Part of modernism, as a general movement, can be described as "a response to rapid change." Mrs. Dalloway explores many characters that go through internal changes as a result of age, changing marital situations, and through emotional/psychological development.
In a world where a person can watch the life on his or her street change drastically from decade to decade, modernism presented an intellectual description and response to this sense that the world one was born into has vanished. For this there is a desperation in some of the characters in Mrs. Dalloway and in others a conscious attempt to grapple with the forces of change - an attempt to allow it to happen.
In "Mrs. Dalloway", the author accurately reflects the disbelief and sense of loss that existed in this period, just after World War I. The conflict that many believed would never come and should have been avoided was long and protracted. It took the lives of literally an entire generation of European men. Along with the Flu epidemic that raged, millions died, leaving almost no family untouched by tragedy.
There is a sadness, a pervasive gloom that hangs over life in Mrs. Dalloway and it is accurately reflected in her struggle to remain connected to a party lifestyle, carefree and casual, while she observes her world, newly defined by death and disease.
"Mrs. Dalloway registers this sense of the end of an era. Clarissa's Aunt Parry, the aged relic who makes an appearance at Clarissa's party, represents this decline and this ending of an old way of life."
What I find so fascinating about Clarissa Dalloway is that she chose to marry a man, Richard Dalloway, so that she would have a comfortable, formal lifestyle, love was not part of the decision. She wants to remain an arms length away from life, yet, her interior life is brimming with emotion, while she remains outwardly aloof and distant from her family and friends.
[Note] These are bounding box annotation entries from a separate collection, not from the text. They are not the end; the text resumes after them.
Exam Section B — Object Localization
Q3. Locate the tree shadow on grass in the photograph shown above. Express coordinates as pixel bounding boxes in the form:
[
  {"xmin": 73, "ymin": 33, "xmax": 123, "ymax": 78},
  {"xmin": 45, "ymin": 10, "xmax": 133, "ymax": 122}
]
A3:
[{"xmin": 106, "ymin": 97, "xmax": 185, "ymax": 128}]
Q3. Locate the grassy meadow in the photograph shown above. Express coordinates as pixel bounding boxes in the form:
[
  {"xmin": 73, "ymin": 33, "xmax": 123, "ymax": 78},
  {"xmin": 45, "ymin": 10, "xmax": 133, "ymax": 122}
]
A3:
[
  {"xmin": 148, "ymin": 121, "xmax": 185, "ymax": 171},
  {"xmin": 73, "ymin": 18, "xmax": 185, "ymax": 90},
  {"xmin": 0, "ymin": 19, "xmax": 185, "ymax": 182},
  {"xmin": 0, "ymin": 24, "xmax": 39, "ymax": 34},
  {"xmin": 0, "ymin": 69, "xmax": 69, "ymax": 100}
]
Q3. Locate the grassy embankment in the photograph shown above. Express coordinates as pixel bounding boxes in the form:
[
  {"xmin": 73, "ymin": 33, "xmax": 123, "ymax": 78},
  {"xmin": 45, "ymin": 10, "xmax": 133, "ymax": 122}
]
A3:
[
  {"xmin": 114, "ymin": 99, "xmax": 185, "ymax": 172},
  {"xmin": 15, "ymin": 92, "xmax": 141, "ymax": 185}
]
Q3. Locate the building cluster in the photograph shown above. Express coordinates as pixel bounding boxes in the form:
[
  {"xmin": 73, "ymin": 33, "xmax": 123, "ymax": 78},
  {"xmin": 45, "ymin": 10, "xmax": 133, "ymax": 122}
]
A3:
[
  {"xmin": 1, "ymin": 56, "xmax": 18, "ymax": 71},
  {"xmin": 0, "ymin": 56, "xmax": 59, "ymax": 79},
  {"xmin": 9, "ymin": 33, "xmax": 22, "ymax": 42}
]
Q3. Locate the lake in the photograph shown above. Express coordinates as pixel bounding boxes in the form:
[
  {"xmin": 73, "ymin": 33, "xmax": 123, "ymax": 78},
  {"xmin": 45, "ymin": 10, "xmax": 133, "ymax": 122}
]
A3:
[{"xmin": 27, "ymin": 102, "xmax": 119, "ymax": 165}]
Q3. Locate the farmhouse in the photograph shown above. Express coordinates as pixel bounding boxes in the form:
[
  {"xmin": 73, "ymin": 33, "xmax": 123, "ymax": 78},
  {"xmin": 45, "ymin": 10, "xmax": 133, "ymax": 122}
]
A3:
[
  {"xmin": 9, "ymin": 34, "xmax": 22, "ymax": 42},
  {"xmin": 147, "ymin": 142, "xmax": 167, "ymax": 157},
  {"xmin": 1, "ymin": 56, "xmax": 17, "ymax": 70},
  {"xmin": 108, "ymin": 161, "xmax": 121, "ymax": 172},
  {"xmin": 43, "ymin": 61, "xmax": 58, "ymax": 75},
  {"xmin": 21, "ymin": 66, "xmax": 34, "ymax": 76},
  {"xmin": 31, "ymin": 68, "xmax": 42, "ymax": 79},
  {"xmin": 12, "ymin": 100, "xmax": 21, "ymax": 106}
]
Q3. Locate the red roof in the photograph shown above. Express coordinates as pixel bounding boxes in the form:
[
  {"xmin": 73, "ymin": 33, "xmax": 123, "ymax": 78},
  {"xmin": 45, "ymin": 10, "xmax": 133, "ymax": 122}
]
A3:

Virginia Wolf accurately captures the sense of confusion and bewilderment that existed in society in this period. As a result of the death and war, mixed in with confusion and a sense of relief. She and other characters in the story, particularly Septimus Warren Smith, a Veteran of WWI, seems on the brink of nervous collapse, constantly thinking, trying to find a way to cope with normal life after the chaos, destruction and suffering stole everything they held dear.
Septimus Warren Smith, especially depicts the suffering of a returning Veteran trying to adjust to "normal" life after war, he is haunted by his experience and finds no justification for his survival in the face of so many deaths. He cannot make sense of his life, finds no relief from his trauma and ends up killing himself. Mrs. Dalloway lauds him as a true hero for his suicide, someone who truly embraced truth.